We don't give the people we consider villains a second thought. They were born rotten, destined for evil from day one. But if we take another look at some of the most infamous villains of all time, we may find they're more human than we thought. We may see ourselves in their reflection. We might find we're walking the path of villainy - and once we see that, we can turn toward God's life!
More From "Empathy for the Devil"
My first day of grad school was pretty scary. For college, I had gone to a small Christian college in Southwest Missouri. But for grad school, I went to the University of Missouri, which is a pretty huge public university. And I went from being one of a few dozen Christians in my class to usually the only Evangelical Christian in my class. I was sitting outside the classroom for my first class with a couple of the other students (who would soon become my new friends), and they were talking about who they thought we’d be reading in this class. They were throwing out name after name of people I’d never heard. I immediately got worried… was I in over my head?
Those first few weeks were rough. I knew way less than my classmates and was playing a lot of catch-up. I felt in some ways that my Christian college education hadn’t prepared me as well for this work as their public school education had. But also in those first weeks, my new friends started jokingly referring to me as the ‘token Christian’. Someone said, “Every religion department needs a Christian, and JR. is ours,” and it just sort of stuck.
But that name – token Christian – actually helped me out a lot.
It gave me confidence because it carved out a space for me in the department.
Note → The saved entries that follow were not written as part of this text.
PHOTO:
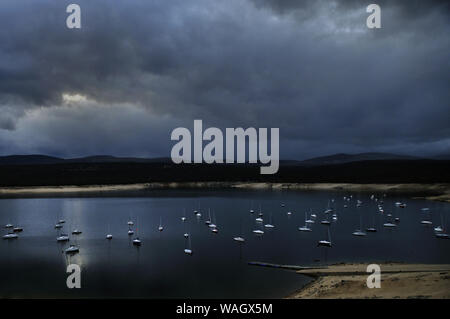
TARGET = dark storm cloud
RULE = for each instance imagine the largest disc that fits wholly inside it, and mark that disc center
(311, 68)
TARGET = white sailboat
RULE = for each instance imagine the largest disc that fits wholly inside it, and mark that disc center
(258, 231)
(188, 249)
(310, 220)
(326, 242)
(62, 238)
(372, 229)
(137, 241)
(208, 221)
(389, 223)
(269, 225)
(10, 236)
(109, 235)
(240, 238)
(427, 218)
(73, 249)
(359, 231)
(305, 228)
(439, 229)
(17, 229)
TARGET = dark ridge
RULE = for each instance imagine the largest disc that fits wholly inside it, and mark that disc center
(92, 173)
(346, 158)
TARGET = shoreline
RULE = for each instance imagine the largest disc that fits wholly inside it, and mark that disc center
(435, 192)
(398, 281)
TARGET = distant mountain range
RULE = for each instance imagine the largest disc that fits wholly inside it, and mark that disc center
(44, 159)
(323, 160)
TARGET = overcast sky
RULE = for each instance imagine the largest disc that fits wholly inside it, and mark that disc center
(138, 69)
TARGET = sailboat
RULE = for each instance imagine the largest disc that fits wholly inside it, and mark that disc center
(442, 235)
(10, 236)
(439, 229)
(329, 209)
(208, 221)
(188, 249)
(62, 238)
(240, 239)
(427, 219)
(213, 225)
(305, 228)
(310, 220)
(359, 232)
(372, 229)
(327, 242)
(260, 211)
(17, 229)
(109, 235)
(73, 249)
(258, 231)
(269, 225)
(325, 222)
(389, 223)
(137, 241)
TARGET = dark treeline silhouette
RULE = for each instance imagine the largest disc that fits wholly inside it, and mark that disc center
(92, 173)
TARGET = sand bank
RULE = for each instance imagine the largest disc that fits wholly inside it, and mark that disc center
(397, 281)
(439, 192)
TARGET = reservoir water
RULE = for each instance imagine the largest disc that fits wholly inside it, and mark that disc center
(34, 265)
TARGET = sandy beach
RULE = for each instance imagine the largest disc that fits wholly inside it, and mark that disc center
(398, 281)
(438, 192)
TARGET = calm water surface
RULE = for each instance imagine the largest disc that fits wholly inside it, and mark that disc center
(35, 266)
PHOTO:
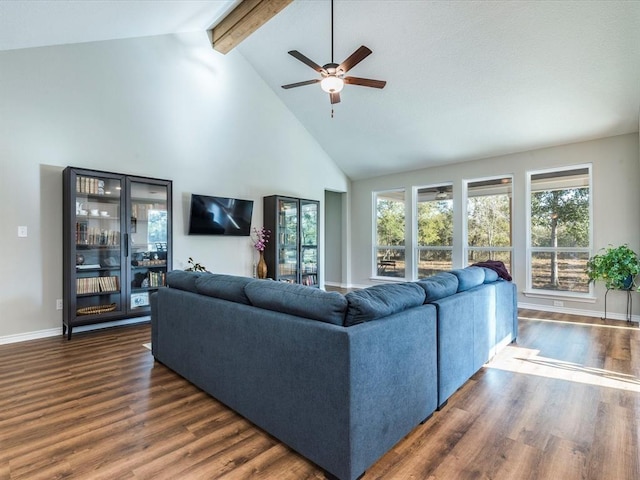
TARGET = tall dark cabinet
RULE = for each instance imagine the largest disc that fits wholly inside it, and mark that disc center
(292, 253)
(116, 245)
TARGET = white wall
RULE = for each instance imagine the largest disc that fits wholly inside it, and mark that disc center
(166, 106)
(616, 197)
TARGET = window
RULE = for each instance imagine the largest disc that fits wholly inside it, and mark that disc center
(559, 230)
(389, 250)
(434, 218)
(489, 220)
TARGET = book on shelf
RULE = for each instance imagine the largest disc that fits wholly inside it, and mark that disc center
(96, 285)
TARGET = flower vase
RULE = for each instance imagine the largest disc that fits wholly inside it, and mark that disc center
(262, 267)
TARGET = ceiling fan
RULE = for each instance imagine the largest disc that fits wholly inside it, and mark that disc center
(332, 74)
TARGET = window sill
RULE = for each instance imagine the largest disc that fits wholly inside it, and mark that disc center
(559, 296)
(388, 279)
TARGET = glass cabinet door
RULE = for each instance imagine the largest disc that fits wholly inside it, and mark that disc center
(309, 242)
(147, 240)
(96, 245)
(288, 240)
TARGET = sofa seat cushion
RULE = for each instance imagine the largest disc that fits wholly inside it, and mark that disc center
(381, 301)
(226, 287)
(469, 277)
(439, 286)
(299, 300)
(183, 280)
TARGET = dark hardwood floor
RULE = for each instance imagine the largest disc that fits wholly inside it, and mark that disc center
(562, 403)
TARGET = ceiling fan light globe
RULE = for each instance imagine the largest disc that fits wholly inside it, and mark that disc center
(332, 84)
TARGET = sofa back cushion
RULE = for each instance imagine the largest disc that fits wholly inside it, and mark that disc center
(439, 286)
(381, 301)
(490, 276)
(299, 300)
(183, 280)
(469, 277)
(227, 287)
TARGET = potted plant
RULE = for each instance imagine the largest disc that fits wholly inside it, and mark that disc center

It was okay if I didn’t know something because I wasn’t just another first year student. I was the token Christian student. I wasn’t nervous to give my input because now it was okay if I sounded like a Christian – I was the token Christian! Being the token Christian helped me get through my first year of grad school.
Then I met Tom.
Tom started my second year. And in our first class, he introduced himself as a guy from a small Christian college in Northeast Missouri who had come to get a more well-rounded education.
I hated him instantly.
After class, I was with my grad school friends, and I commented on what a jerk Tom was. They were genuinely confused. Tom had seemed, to them, like a kind, genuine and friendly person. I wasn’t hearing it. As far as I was concerned, Tom was the worst.
Which is a terrible thing, isn’t it?
Let’s talk about anger: why we get angry and how to tell whether our anger is righteous or evil. It’s pretty obvious that my anger toward Tom was not the righteous kind – that’s because he was challenging my identity as the token Christian.